En clair, les principaux représentants des énergies fossiles, qui se sont sentis suffisamment concernés par l'affaire initiée par les 21 adolescents pour rejoindre le banc des co-accusés. Ils soutiennent qu'une décision favorable aux plaignants les forcerait à la restructuration de leur business model - ce qui, d'après eux, les obligerait à licencier des milliers d'employés.

Le pape François (Crédit : Korean Culture and Information Service/FlickR)
Le pape François (Crédit : Korean Culture and Information Service/FlickR)

Soutien du Pape François

Leurs jeunes adversaires, eux aussi, bénéficient de nombreux soutiens. Ces derniers, contrairement aux défenseurs des accusés, n'ont pas pris part à l'audience. Mais ils apportent une dimension internationale à cette affaire.

Parmi ceux-ci, on compte des experts du changement climatique ; le Centre juridique de la Terre ; les 250 organisations et personnalités catholiques du Mouvement mondial catholique du climat (GCCM), dont le Pape François et les évêques ; les 40 000 membres du Conseil du leadership des femmes religieuses (LCWR). À l'appui des arguments du GCCM, l'encyclique du Pape qui avait fait grand bruit lors de sa parution en juin 2015.

Pour faire valoir leur plainte, les avocats des jeunes avancent que le gouvernement américain nierait - et ce depuis 1960 - les conséquences environnementales des combustibles fossiles. Pire, ils assurent qu'il continuerait à les promouvoir, en connaissance de cause, en subventionnant leur extraction massive. Et donc, à participer au réchauffement de la planète.

Une politique qui, pour les plaignants, va à l'encontre de la doctrine juridique de la "confiance publique" (Public Trust Doctrine), qui oblige le gouvernement à protéger certaines ressources naturelles (dont la qualité des eaux de mers, de ses côtes, etc), afin qu'elles profitent aux citoyens.

Laetitia Langlois, juriste au sein du think tank français The Shift Project, qui milite pour la fin des énergies fossiles, livre son analyse de ce combat juridique :
 
"Pour les requérants, la notion de "confiance publique" n'est pas uniquement applicable à un État fédéré, mais également à l'État fédéral. Dans cette affaire, il faudra donc notamment voir si cette doctrine contraint juridiquement le gouvernement, ce qui déterminera en partie la recevabilité de la plainte auprès de la cour fédérale de district."

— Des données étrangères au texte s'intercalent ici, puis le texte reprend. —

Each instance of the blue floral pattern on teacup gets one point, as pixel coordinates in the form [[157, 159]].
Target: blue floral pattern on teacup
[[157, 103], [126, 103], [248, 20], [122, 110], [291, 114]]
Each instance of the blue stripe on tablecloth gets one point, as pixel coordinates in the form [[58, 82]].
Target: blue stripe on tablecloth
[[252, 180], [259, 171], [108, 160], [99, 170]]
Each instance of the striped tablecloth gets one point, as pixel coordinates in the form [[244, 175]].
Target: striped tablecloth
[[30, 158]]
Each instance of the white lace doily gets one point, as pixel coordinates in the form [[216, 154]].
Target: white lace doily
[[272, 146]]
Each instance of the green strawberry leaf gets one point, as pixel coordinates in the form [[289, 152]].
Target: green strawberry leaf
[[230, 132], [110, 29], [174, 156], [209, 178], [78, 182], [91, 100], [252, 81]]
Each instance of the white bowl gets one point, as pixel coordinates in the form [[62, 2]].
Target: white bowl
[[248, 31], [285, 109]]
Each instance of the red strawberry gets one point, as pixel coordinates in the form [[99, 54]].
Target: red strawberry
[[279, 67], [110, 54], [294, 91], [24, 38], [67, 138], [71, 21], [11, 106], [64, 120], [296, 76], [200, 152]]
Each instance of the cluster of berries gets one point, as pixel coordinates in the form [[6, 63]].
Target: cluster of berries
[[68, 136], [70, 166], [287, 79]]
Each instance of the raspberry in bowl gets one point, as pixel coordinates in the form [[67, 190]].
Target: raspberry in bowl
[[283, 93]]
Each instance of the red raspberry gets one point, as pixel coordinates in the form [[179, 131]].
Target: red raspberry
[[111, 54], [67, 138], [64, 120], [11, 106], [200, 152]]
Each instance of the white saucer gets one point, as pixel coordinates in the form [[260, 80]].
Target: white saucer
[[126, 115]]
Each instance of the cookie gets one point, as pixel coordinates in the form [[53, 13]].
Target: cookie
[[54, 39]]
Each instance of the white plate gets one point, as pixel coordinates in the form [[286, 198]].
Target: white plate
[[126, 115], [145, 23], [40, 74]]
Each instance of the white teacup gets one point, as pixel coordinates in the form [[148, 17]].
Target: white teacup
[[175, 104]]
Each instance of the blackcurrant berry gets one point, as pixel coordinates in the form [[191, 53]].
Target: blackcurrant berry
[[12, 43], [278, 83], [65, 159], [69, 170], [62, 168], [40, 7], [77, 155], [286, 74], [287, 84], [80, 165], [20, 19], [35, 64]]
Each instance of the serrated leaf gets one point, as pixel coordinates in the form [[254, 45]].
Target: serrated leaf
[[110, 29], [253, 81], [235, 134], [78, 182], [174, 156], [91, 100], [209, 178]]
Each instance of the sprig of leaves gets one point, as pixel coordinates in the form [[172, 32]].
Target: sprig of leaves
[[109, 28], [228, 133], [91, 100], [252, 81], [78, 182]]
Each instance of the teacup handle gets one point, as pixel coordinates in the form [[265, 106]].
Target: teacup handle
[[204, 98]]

Des enfants militants pour l'ONG Our Children's Trust, à Washington (Crédit : Our Children's Trust)
Des enfants militants pour l'ONG Our Children's Trust, à Washington (Crédit : Our Children's Trust)

Garantir un environnement non pollué, le ressort de l'État ?

Pour les avocats du gouvernement, la réponse est non. Le 9 mars toujours, ils ont fait valoir que rien , dans la Constitution américaine, ne dispose que l'État doit garantir un environnement "non pollué". Et, en outre, que cette affaire n'a pas vocation à être traitée par un tribunal local mais par le Congrès.

Mais la justice pourrait balayer ces arguments. En novembre dernier, face à une plainte similaire déposée par un collectif d'adolescents à Seattle, un juge de l'État de Washington annonçait que le gouvernement était constitutionnellement obligé de "protéger ses ressources naturelles pour le bien commun du peuple" américain. Pour autant, il n'était pas allé jusqu'à décider qu'il était du ressort de l'État de limiter les émissions de carbone.
"Ce type de plaintes nécessite un traitement juridique très long, qui peut différer d'une cour à une autre - La jurisprudence qui fait le lien entre la violation des droits fondamentaux et des droits environnementaux n'en est qu'à ses prémisses", analyse Laetitia Langlois.

Pour autant, le fait que "ce genre de plaintes se multiplie est un bon signe", poursuit-elle : L'ONG Our Children's Trust n'en est pas à son premier essai, puisqu'elle a déjà déposé des plaintes similaires dans 50 États américains - une façon frontale de saisir la responsabilité du gouvernement face à l'urgence climatique.

À ce jour, les 21 adolescents ayant déposé plainte en Oregon ne savent pas si cette dernière va être reçue par le juge Thomas Coffin, et donc être suivie d'un procès, ou, au contraire, être considérée comme irrecevable, comme le demandent les accusés. Verdict de ce cas inédit dans deux mois.